Dari Salim dari ayahnya ra., " Bahwasanya Ghailan bin Salamah masuk Islam sedangkan ia punya sepuluh orang istri dan merekapun masuk Islam bersama dia, maka Nabi SAW., menyuruh agar ia memilih empat orang dari istri-istrinya itu." HR. Ahmad dan Tirmidzi, dan disahkan oleh Ibnu Hibban dan Hakim. (Imam Ibnu Hajar (Muhieddin Al-Selek), Bulughul Maram, 1993: 440).

Wallahu a'lam.

***

Daftar Pustaka

Ansory, Isnan, Silsilah Tafsir Ahkam, QS. An-Nisa: ,3 (Poligami), cet. Pertama: September 2020

Carundang, Brenda, Kajian Tentang Poligami Dalam Perspektif Hukum Islam, Lex  Privatum vol. V/No.2/Mar-Apr/2017.

Depag RI., Al-Qur'an dan Tafsirnya, jilid 2, cetakan ketiga, J. Ula 1430 H/Mei, 2009.

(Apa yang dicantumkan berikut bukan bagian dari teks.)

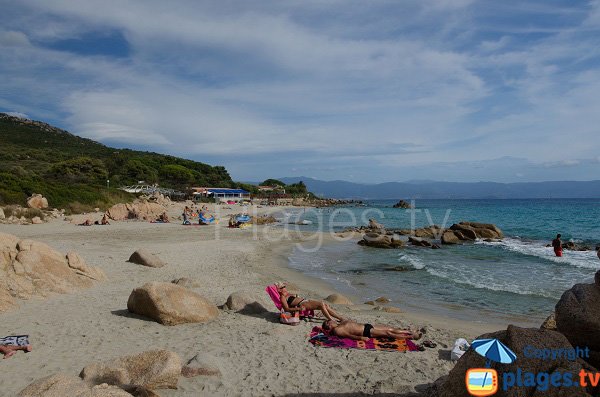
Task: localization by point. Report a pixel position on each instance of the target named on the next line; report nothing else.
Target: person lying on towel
(353, 330)
(295, 303)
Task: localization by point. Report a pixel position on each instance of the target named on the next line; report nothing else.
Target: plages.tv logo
(483, 382)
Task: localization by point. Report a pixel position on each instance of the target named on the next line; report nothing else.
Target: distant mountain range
(449, 190)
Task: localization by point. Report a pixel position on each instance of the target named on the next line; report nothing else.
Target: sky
(364, 91)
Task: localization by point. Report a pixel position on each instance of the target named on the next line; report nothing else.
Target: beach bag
(460, 347)
(289, 318)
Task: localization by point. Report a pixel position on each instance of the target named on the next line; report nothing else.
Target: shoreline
(255, 354)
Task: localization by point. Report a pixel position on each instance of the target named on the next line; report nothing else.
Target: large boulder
(170, 304)
(37, 201)
(29, 268)
(518, 339)
(470, 231)
(377, 240)
(578, 318)
(146, 258)
(139, 209)
(61, 385)
(374, 225)
(155, 369)
(245, 303)
(402, 204)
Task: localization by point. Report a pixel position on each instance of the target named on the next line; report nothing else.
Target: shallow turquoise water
(518, 276)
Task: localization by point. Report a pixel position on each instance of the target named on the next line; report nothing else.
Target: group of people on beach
(339, 326)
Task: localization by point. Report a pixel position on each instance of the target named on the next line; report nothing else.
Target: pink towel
(276, 298)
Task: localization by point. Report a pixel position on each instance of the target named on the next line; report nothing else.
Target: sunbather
(295, 303)
(10, 350)
(353, 330)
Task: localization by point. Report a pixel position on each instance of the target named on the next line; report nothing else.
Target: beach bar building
(220, 194)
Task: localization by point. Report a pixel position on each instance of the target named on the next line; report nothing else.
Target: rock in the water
(572, 246)
(202, 364)
(578, 318)
(373, 224)
(550, 322)
(517, 339)
(62, 385)
(139, 209)
(449, 237)
(338, 299)
(402, 204)
(470, 231)
(382, 300)
(29, 268)
(170, 304)
(244, 302)
(380, 241)
(186, 282)
(37, 201)
(155, 369)
(145, 258)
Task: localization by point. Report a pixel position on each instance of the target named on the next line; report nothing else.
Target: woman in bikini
(295, 303)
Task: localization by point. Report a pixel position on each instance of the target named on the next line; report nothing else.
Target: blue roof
(228, 191)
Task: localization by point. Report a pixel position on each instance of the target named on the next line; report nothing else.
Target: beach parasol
(494, 350)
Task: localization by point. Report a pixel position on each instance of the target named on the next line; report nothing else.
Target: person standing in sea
(557, 245)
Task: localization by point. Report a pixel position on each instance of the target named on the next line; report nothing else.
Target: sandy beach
(255, 354)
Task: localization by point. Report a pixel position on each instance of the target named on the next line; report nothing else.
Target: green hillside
(72, 171)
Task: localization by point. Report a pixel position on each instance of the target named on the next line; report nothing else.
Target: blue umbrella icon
(493, 350)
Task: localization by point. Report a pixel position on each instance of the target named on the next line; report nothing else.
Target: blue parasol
(494, 350)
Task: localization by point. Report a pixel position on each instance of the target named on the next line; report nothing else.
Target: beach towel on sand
(319, 338)
(20, 340)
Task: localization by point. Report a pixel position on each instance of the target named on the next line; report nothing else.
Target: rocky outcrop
(380, 241)
(578, 318)
(145, 258)
(244, 302)
(433, 231)
(170, 304)
(37, 201)
(186, 282)
(29, 268)
(421, 242)
(517, 339)
(155, 369)
(139, 209)
(375, 226)
(402, 204)
(338, 299)
(62, 385)
(470, 231)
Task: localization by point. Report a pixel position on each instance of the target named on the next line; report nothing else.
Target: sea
(518, 277)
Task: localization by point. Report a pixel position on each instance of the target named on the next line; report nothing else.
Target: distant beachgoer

Hamidy, Muammal, Imron A. Manan, Tafsir Ayat Ahkam 1, PT Bina Ilmu, Surabaya, Des. 2011.

Ibn Hajar, Imam (Muhieddin Al-Selek), Bulughul Maram Min Aadilat Al-Ahkam, Dar Al-Fikr, Beirut-Lebanon, 1993.

Kemenag RI., Tahun 2018, Kompilasi Hukum Islam Di Indonesia

Machrus Adib, dkk., Fondasi Keluarga Sakinah, Subdit Bina Keluarga Sakinah, Direktorat Bina KUA & Keluarga Sakinah, Ditjen Bimas Islam Kemenag RI., Tahun 2021.

Rofiq, Ahmad, Huhum Islam Di Indonesia, cetakan pertama, November 1995, PT Raja Grafindo Persada Jakarta, tt.

Syahrudin, Prinsip-prinsip Perkawinan Menurut Hukum Perkawinan Islam Di Indonesia (Diktat), tidak dipublikasikan, Tahun 2015.